第八天,任罗疏在山里散步的时候路过了曾经和慧然钓鱼的湖,他忽然就想给宋奚晦一个别的答案了,于是,他学着当初慧然的样子砍了竹子,做了简易的鱼竿坐到了水边。
他花了一整天的时间终于钓上了鱼,虽然只是一条巴掌大的鱼。他把它放进了桶里,在傍晚没有把鱼放生而是将它作为证据带回了寺里、
“宋奚晦!”他一踏进院子就迫不及待地喊了心心念念的名字。
宋奚晦在院子里,伏在了石桌子上枕着小臂,小臂压着一本摊开的书,似乎是在看书的时候不慎睡了过去。月光静静地撒在院子里,撒在宋奚晦的身上,当睫毛翕动时好像能搅动夜色里流动的银辉。
好像,不该叫醒他。
任罗疏后悔已经来不及了,他进院子时喊的那一嗓子声音不算小,情绪也是罕见的激动,宋奚晦当即就醒了,掀起眼帘,伸了懒腰,噙着两个浅浅的酒窝说:“你回来了?今天钓了……”
反正没有后悔药,任罗疏便不管了,不等宋奚晦问出话他就把小桶里的鱼推了出去,告诉他:“今天,钓到鱼了。”
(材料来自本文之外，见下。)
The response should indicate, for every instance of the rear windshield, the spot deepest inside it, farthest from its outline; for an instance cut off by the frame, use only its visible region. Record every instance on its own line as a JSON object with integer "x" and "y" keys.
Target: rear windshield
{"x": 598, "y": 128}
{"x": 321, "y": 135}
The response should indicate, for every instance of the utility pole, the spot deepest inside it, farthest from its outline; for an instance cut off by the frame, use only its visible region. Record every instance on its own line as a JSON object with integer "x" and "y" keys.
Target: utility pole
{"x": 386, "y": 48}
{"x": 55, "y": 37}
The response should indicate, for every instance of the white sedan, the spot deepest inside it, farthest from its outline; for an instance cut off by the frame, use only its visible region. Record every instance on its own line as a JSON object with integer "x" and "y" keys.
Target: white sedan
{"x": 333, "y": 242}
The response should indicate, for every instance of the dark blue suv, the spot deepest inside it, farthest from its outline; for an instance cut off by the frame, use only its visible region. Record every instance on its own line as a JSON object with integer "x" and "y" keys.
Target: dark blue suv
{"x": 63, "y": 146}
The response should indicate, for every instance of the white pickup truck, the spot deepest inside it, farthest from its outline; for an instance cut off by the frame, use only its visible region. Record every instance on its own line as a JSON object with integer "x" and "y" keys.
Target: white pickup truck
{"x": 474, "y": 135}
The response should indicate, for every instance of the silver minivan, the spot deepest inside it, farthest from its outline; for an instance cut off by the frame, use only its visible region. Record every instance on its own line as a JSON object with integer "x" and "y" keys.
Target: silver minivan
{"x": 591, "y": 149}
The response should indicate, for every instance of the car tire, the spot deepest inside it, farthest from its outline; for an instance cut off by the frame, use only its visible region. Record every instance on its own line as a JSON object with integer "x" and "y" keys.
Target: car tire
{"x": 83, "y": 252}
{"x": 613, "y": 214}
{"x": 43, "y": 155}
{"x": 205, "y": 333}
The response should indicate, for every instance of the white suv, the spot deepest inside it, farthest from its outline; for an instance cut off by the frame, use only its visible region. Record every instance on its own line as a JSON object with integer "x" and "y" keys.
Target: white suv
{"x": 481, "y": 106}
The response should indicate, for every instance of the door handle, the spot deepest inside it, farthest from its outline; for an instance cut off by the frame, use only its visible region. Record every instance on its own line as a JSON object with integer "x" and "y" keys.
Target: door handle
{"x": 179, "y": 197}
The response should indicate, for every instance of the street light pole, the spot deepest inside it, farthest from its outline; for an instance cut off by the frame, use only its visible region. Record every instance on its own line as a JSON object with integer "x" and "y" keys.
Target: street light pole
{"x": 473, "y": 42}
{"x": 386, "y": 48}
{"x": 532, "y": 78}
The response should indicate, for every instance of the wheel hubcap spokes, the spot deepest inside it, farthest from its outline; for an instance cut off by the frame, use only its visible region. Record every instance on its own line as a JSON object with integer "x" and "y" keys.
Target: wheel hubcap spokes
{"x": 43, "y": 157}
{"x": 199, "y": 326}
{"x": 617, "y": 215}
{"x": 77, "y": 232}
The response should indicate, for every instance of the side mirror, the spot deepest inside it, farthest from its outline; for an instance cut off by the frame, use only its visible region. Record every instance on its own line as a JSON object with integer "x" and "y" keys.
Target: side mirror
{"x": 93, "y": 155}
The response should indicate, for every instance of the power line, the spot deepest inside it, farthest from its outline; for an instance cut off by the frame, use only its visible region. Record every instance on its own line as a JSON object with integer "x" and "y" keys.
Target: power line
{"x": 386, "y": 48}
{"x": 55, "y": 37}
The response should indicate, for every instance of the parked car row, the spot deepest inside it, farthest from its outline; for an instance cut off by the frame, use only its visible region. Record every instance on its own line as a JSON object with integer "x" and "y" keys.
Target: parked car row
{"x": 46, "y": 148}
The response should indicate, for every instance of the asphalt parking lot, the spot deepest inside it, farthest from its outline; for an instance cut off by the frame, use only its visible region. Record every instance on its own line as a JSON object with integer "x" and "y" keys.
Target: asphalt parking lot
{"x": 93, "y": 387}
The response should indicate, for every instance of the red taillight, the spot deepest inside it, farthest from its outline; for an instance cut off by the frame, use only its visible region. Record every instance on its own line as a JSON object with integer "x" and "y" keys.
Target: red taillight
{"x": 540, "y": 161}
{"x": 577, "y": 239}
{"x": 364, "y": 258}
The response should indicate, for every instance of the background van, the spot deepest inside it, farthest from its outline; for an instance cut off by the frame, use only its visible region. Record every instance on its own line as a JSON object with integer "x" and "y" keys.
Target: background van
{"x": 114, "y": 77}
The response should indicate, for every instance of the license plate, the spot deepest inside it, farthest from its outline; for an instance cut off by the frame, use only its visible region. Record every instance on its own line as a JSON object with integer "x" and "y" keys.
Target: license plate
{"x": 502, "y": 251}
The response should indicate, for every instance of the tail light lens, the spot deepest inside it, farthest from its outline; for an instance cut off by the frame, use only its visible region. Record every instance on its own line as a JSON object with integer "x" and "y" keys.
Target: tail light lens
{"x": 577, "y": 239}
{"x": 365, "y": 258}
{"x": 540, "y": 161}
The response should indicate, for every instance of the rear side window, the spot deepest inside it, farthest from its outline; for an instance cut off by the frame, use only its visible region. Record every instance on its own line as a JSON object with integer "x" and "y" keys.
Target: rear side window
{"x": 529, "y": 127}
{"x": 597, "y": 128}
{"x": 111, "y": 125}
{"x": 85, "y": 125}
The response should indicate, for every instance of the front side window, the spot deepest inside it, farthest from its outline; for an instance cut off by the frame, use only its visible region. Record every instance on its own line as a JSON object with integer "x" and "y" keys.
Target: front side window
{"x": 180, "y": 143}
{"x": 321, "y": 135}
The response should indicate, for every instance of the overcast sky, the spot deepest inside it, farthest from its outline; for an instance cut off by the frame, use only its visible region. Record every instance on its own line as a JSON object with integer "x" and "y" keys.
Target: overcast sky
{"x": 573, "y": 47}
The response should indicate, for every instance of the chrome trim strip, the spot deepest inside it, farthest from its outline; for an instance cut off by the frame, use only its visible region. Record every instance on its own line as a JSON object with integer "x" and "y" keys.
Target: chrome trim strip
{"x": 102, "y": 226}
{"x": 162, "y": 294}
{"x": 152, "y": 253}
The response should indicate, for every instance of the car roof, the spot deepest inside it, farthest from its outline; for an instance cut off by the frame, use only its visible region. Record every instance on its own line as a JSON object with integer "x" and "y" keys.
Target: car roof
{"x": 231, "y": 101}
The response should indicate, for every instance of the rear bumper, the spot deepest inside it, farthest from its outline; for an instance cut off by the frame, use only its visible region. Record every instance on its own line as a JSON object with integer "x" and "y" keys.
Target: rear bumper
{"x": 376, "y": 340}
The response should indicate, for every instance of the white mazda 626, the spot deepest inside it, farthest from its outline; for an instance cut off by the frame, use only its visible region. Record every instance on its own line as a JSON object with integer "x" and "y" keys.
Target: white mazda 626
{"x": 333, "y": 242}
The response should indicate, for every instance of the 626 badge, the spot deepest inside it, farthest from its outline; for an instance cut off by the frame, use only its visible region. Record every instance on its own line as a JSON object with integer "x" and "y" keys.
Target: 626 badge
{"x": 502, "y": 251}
“嗯?”宋奚晦还愣了一下,随即恢复了自然的笑,离开了石凳,蹲在了桶边用细白的手指点着水里那只灵活的小鱼的脑袋,“好小。”
任罗疏:“……”
“等等。”宋奚晦飞快地眨眨眼,改了口,“没关系,小小的也很可爱啊,真的,我不骗你。好灵活的小鱼,我等会儿去慧然屋子里找个鱼缸给它做家。”
任罗疏:“……”高兴不起来。
任罗疏的沉默让宋奚晦明显有些尴尬了,但他依旧顶着这份尴尬去北屋找了鱼缸,给小鱼安了家,并且全程都在问他的意见。
“你觉得这个缸怎么样?”
“要不还是给它换个大一点的缸吧?”
“你觉不觉得它一个鱼有点孤独了,要不我去捞只锦鲤来陪它?”
“诶,你说我给它喂面包屑可以吗?”
……
宋奚晦跟他说了很多话,他句句有回应,但每一个回应都一样,只有一个简单的“嗯”。他没办法否认,他真的很介意那句“好小”,很介意现实和想象的落差。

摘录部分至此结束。